Robotic art is any artwork that employs some form of robotic or automated technology. There are many branches of robotic art, one of which is robotic installation art, a type of installation art that is programmed to respond to viewer interactions, by means of computers, sensors and actuators. The future behavior of such installations can therefore be altered by input from either the artist or the participant, which differentiates these artworks from other types of kinetic art.

Early examples of robotic art and theater existed in ancient China as far back as the Han Dynasty (c. third century BC), with the development of a mechanical orchestra, and other devices such as mechanical toys. These last included flying automatons, mechanized doves and fish, angels and dragons, and automated cup-bearers, all hydraulically actuated for the amusement of Emperors by engineer-craftspeople whose names have mostly been lost to history. However, Mo Ti and the artificer Yen Chin are said to have created automated chariots.
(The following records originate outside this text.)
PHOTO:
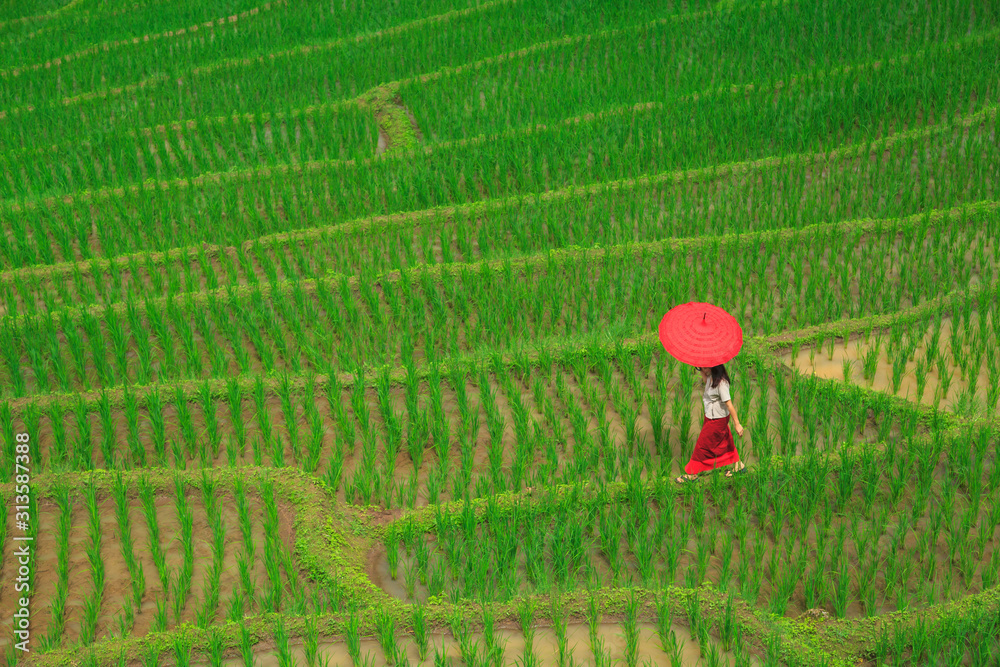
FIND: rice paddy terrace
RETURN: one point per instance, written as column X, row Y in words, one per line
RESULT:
column 328, row 332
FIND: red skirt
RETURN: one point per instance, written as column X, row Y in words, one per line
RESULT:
column 715, row 447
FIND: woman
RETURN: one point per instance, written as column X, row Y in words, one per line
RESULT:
column 715, row 447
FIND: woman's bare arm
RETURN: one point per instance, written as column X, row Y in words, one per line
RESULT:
column 736, row 419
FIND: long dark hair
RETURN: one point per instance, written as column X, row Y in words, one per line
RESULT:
column 718, row 374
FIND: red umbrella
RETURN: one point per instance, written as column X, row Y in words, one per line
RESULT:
column 700, row 334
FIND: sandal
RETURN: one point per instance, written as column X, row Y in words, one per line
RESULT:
column 730, row 473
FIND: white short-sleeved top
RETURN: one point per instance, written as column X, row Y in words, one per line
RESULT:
column 715, row 399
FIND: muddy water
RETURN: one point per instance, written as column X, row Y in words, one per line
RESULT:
column 824, row 365
column 544, row 646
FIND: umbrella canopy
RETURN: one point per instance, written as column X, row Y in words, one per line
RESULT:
column 700, row 334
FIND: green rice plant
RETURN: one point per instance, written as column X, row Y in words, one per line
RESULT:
column 182, row 652
column 602, row 655
column 869, row 360
column 841, row 591
column 215, row 648
column 593, row 619
column 420, row 631
column 246, row 645
column 282, row 647
column 526, row 616
column 494, row 646
column 631, row 629
column 352, row 636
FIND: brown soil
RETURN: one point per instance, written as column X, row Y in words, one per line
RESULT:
column 118, row 582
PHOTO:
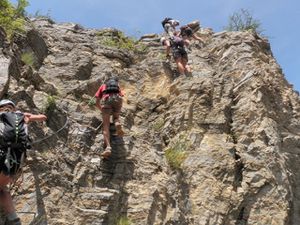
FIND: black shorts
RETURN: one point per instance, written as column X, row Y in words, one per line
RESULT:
column 17, row 159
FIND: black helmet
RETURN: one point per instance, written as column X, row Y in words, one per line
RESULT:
column 4, row 102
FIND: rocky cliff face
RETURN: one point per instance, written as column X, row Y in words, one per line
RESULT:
column 219, row 147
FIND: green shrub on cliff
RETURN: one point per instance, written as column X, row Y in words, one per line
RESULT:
column 243, row 21
column 176, row 153
column 12, row 17
column 117, row 39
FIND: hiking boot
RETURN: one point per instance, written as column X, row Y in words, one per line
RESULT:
column 16, row 221
column 119, row 130
column 106, row 153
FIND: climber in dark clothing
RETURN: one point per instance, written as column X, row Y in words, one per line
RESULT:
column 11, row 157
column 109, row 102
column 178, row 44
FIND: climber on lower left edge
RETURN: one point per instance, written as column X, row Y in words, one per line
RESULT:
column 109, row 101
column 14, row 142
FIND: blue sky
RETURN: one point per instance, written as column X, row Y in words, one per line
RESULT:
column 280, row 19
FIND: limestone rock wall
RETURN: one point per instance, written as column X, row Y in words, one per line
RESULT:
column 236, row 119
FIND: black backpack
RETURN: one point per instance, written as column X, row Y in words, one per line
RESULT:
column 14, row 141
column 112, row 86
column 166, row 20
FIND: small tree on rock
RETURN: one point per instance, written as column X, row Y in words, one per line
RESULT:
column 243, row 21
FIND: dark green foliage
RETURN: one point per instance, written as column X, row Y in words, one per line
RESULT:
column 12, row 17
column 243, row 21
column 117, row 39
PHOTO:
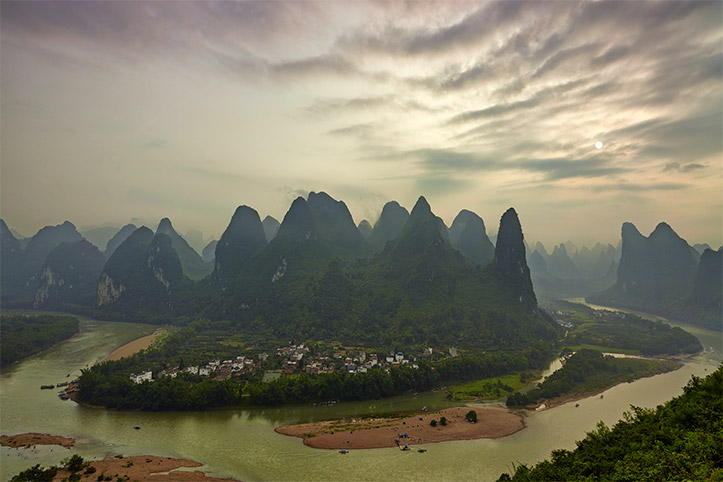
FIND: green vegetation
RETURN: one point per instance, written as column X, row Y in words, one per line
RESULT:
column 620, row 332
column 680, row 440
column 22, row 336
column 489, row 388
column 108, row 383
column 74, row 464
column 589, row 371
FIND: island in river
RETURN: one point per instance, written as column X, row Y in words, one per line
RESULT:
column 136, row 468
column 381, row 432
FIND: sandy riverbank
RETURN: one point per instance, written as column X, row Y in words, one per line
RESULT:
column 368, row 433
column 135, row 346
column 29, row 439
column 140, row 468
column 143, row 468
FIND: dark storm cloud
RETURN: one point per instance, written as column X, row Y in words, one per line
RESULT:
column 552, row 169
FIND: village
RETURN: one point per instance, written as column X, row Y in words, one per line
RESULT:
column 294, row 358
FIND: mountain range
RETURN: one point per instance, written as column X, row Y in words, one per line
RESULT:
column 317, row 274
column 663, row 274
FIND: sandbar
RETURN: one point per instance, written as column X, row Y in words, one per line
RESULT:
column 30, row 439
column 381, row 432
column 135, row 346
column 136, row 468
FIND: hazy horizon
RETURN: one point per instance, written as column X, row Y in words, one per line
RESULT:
column 185, row 110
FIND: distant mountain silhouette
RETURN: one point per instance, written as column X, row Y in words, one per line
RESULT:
column 243, row 238
column 365, row 228
column 118, row 238
column 390, row 224
column 469, row 235
column 271, row 227
column 99, row 236
column 69, row 277
column 193, row 265
column 209, row 252
column 658, row 274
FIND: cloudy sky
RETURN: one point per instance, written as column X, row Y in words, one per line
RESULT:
column 120, row 109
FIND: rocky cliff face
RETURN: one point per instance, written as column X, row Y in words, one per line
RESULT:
column 118, row 238
column 509, row 262
column 243, row 238
column 390, row 224
column 271, row 227
column 193, row 265
column 469, row 235
column 69, row 276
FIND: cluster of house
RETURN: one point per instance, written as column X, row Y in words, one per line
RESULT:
column 220, row 370
column 295, row 357
column 359, row 362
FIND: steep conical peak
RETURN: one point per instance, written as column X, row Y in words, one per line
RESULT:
column 663, row 232
column 541, row 248
column 559, row 250
column 510, row 263
column 365, row 228
column 334, row 222
column 469, row 235
column 243, row 237
column 118, row 238
column 390, row 223
column 245, row 218
column 163, row 260
column 165, row 226
column 421, row 208
column 629, row 231
column 141, row 235
column 297, row 220
column 271, row 227
column 460, row 223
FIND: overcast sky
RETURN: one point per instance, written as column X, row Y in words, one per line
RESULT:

By the time of the Sui Dynasty (sixth century AD), a compendium was written called the Shai Shih t'u Ching, or "Book of Hydraulic Excellencies". There are reports that the T'ang Dynasty saw Chinese engineers building mechanical birds, otters that swallowed fish, and monks begging girls to sing.

An early innovator in the Western world was Hero of Alexandria (c. 10–70 AD), who wrote "On Automatic Theaters, On Pneumatics, and on Mechanics", and is said to have built fully automated theatrical set-pieces illustrating the labors of Hercules among other wonders.

In the thirteenth century AD, Badi Al-Zaman'Isma'il Al-Razzaz Al-Jazari was a Muslim inventor who devoted himself to mechanical engineering. Like Hero, he experimented with water clocks and other hydraulic mechanisms. Al-Jaziri’s life's work culminated in a book which he called The Book of Knowledge of Ingenious Mechanical Devices, completed in 1206 AD, and often known simply as Automata. In Europe, also in the thirteenth century, Villard de Honnecourt is known to have built mechanical angels for the French court, and in the fifteenth century Johannes Muller built both a working mechanical eagle and a fly.